Fonte: Serviço Nacional de Saúde do Reino Unido, NHS.
"As mulheres por volta dos 40 estão muito ocupadas, pode ser que tenham um trabalho, provavelmente estão cuidando da casa, têm filhos de diferentes idades, podem cuidar dos pais idosos, e com isso provavelmente atribuem (os problemas cognitivos) ao estresse", avalia Frick.
Por outro lado, "muitas mulheres, sobretudo as profissionais, têm medo de falar sobre isso. Sentem-se envergonhadas por ser um tema tabu. As mulheres trabalham muito duro para alcançar certas conquistas na carreira e não querem ser vistas como velhas, fracas, por isso vão tentar esconder mais do que falar sobre o que está acontecendo com elas", afirma a pesquisadora.
Outra dificuldade é que não é óbvio qual especialista elas devem consultar.
"Se eu fosse uma mulher com esses sintomas nos Estados Unidos, iria procurar um especialista em memória, mas a maioria nem sequer pergunta sobre a situação da mulher em relação à menopausa, tratam as mulheres como se fossem homens", observa Devi.
"É uma grande mudança na vida de uma mulher e é ignorada pelos especialistas em cérebro, e isso é uma pena.

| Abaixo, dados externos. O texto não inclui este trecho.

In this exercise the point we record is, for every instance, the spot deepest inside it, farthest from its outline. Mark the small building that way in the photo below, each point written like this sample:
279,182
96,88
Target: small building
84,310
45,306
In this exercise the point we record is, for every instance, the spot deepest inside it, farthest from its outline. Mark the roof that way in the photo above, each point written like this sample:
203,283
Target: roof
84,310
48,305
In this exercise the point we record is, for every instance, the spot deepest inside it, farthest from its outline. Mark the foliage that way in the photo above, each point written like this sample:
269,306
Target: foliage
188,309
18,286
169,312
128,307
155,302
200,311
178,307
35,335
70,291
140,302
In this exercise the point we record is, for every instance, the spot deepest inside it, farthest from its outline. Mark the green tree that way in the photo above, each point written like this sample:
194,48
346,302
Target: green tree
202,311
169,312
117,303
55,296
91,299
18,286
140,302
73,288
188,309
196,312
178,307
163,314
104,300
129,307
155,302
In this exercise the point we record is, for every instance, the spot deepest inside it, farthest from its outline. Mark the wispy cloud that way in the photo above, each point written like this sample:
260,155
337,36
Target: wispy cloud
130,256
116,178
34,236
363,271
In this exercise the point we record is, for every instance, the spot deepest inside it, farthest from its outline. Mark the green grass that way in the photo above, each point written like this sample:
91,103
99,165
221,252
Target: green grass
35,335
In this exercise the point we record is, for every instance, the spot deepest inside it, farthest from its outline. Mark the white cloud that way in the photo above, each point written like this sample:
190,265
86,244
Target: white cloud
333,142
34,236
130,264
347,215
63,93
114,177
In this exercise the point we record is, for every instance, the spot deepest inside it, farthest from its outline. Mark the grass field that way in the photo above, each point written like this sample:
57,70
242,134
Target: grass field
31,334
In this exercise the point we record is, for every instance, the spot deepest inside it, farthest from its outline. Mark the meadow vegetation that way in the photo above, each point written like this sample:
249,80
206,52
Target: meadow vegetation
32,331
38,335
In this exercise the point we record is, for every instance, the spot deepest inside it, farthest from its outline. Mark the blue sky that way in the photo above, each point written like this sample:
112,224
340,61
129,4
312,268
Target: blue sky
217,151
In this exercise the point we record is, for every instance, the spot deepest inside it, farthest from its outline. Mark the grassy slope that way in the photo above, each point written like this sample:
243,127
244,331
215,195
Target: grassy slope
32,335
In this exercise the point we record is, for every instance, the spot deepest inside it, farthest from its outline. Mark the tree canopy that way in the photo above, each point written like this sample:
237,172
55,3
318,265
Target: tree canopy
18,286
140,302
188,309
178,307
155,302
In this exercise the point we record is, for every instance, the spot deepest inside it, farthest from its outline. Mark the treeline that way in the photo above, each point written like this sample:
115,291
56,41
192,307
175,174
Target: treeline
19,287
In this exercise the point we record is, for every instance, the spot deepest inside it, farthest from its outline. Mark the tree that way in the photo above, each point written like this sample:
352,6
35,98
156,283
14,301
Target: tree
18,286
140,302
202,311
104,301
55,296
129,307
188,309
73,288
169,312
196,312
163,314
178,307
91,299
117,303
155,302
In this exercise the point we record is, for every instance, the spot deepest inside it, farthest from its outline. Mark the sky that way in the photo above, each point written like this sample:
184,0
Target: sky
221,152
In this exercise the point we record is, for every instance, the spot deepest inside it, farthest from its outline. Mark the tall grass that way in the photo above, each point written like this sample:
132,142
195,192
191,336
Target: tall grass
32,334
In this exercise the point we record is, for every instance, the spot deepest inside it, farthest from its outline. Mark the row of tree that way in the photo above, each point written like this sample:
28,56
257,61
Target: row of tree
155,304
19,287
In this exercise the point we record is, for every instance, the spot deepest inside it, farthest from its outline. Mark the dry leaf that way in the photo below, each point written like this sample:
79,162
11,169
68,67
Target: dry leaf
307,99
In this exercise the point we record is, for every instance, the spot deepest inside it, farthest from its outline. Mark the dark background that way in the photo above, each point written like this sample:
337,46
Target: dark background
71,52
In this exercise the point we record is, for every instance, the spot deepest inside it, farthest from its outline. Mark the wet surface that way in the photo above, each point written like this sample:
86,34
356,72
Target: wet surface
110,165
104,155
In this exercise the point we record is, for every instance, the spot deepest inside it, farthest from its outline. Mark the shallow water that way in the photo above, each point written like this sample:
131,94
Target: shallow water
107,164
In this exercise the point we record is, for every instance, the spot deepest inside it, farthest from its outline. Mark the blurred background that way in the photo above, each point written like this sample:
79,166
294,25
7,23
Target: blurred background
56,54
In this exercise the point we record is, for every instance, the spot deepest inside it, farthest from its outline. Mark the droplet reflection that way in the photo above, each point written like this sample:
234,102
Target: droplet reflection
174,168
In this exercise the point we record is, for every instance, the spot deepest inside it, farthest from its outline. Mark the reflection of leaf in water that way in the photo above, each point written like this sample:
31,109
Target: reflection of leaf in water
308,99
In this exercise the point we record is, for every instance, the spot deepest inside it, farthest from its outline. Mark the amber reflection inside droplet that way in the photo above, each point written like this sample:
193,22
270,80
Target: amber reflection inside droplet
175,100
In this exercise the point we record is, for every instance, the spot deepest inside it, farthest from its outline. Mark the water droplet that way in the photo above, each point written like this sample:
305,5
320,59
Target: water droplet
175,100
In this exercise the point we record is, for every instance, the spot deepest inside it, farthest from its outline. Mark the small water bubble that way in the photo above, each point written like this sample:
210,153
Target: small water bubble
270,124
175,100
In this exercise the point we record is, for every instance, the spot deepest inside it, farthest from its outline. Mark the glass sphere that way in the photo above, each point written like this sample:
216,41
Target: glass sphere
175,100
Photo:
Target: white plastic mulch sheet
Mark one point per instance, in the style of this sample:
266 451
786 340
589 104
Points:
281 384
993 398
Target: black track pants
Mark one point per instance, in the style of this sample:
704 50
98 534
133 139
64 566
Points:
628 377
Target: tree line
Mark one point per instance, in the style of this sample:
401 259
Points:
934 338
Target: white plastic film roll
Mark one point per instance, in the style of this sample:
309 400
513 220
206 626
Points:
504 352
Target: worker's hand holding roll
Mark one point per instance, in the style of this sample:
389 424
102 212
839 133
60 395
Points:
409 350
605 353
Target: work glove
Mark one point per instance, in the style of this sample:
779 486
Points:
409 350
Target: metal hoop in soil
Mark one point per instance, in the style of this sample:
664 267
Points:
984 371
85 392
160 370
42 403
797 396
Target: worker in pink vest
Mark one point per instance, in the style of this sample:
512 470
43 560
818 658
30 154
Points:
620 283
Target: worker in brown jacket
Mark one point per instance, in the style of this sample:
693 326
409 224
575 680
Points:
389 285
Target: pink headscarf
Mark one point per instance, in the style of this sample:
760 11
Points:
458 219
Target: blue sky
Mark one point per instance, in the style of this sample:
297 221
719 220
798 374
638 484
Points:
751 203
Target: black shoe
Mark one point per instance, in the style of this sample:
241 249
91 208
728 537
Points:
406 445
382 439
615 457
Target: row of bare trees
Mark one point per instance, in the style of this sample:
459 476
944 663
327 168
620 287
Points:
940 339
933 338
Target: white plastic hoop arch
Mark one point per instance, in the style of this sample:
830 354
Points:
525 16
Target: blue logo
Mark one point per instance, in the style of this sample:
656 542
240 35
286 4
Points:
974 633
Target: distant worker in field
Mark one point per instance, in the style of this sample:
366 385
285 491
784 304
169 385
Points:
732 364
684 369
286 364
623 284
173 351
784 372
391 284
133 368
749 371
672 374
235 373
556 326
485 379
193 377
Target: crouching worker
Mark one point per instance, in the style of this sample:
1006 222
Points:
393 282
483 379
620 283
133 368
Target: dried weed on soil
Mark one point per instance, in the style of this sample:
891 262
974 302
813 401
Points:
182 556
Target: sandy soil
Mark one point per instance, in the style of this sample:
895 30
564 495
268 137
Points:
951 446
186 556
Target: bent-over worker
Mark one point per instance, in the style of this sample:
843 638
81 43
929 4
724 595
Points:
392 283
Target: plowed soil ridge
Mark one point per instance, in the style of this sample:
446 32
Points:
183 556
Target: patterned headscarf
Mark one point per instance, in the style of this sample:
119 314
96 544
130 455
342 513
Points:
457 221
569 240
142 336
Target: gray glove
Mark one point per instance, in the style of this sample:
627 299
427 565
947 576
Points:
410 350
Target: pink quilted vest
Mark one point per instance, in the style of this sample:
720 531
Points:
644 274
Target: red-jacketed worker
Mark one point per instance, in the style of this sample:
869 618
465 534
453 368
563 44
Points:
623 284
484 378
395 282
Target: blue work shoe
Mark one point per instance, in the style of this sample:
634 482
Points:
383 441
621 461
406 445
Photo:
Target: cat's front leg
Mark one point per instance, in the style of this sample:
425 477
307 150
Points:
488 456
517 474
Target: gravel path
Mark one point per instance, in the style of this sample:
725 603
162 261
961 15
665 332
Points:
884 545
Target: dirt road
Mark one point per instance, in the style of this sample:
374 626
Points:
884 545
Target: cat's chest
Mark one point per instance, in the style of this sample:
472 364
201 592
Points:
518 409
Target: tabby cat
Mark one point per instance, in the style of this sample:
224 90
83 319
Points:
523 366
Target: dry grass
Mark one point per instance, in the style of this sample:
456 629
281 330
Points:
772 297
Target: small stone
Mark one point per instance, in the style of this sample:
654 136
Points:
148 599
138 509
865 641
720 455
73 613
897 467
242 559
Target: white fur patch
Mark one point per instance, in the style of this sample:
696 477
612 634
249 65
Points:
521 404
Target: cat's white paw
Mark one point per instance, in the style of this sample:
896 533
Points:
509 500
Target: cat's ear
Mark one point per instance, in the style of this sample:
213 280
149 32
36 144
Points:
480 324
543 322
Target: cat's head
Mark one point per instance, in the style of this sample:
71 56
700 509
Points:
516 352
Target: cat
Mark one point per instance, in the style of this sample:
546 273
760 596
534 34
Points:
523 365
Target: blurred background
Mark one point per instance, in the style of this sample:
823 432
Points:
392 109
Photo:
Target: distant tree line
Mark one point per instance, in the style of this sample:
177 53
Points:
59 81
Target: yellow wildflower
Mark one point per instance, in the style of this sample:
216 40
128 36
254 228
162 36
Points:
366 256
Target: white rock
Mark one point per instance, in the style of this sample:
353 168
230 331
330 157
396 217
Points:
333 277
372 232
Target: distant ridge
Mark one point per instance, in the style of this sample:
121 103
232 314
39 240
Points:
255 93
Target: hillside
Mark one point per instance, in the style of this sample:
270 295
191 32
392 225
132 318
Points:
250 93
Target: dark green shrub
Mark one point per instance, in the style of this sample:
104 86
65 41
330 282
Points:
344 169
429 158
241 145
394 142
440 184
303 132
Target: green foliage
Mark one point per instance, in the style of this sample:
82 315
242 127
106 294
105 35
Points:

Só agora os ginecologistas e obstetras estão entendendo que isso é algo que acontece."
As especialistas consultadas pela BBC News Mundo concordam com a necessidade de realizar estudos rigorosos sobre o declínio cognitivo associado à menopausa e, sobretudo, de divulgar esta informação para evitar que milhões de mulheres sofram desnecessariamente.
Tratamento
Como primeiro passo, Maki sugere:
"É importante que as mulheres não entrem em pânico pensando que isso significa que têm Alzheimer, porque a menos que tenham uma mãe ou tia que teve a doença muito cedo, é muito pouco provável que seja isso. O que está acontecendo com elas é normal."
Embora os resultados sejam mistos, parece que a névoa mental se dissipa à medida que o cérebro se acostuma a funcionar com pouco ou nenhum estrogênio. Ou seja, é transitória.
Mas, "se as ondas de calor a mantém acordada a noite toda e você não consegue dormir bem, é aconselhável consultar um médico, que pode recomendar a terapia de reposição hormonal em certos casos, especialmente em mulheres mais jovens, uma vez que os benefícios superam os riscos", diz Maki.
Devi concorda que muitas mulheres respondem bem a essa terapia, cujo uso foi reduzido drasticamente após a publicação de um estudo controverso há quase duas décadas que associou a terapia de reposição hormonal ao câncer de mama e que, mais tarde, foi questionado.
"As terapias de reposição hormonal modernas são mais específicas do que antes, mais focadas e existem várias formas de estrogênio. São melhores do que antes e, em muitos casos, podem ser benéficas", avalia Frick.
"Mas se a terapia hormonal for seguida, há uma janela de oportunidade entre o fim dos 40 e o início dos 50 anos", esclarece.
Em uma idade mais avançada, não apresenta os mesmos benefícios e pode até ser contraproducente.
Para quem não sofre desses sintomas agudos ou por qualquer motivo opte por não fazer a terapia hormonal, há várias outras medidas que podem contribuir para melhorar o desempenho cognitivo, como fazer exercícios aeróbicos, estimular o cérebro com jogos e exercícios mentais, seguir uma rotina para melhorar o sono, diminuir o consumo de álcool à noite e adotar uma dieta mediterrânea.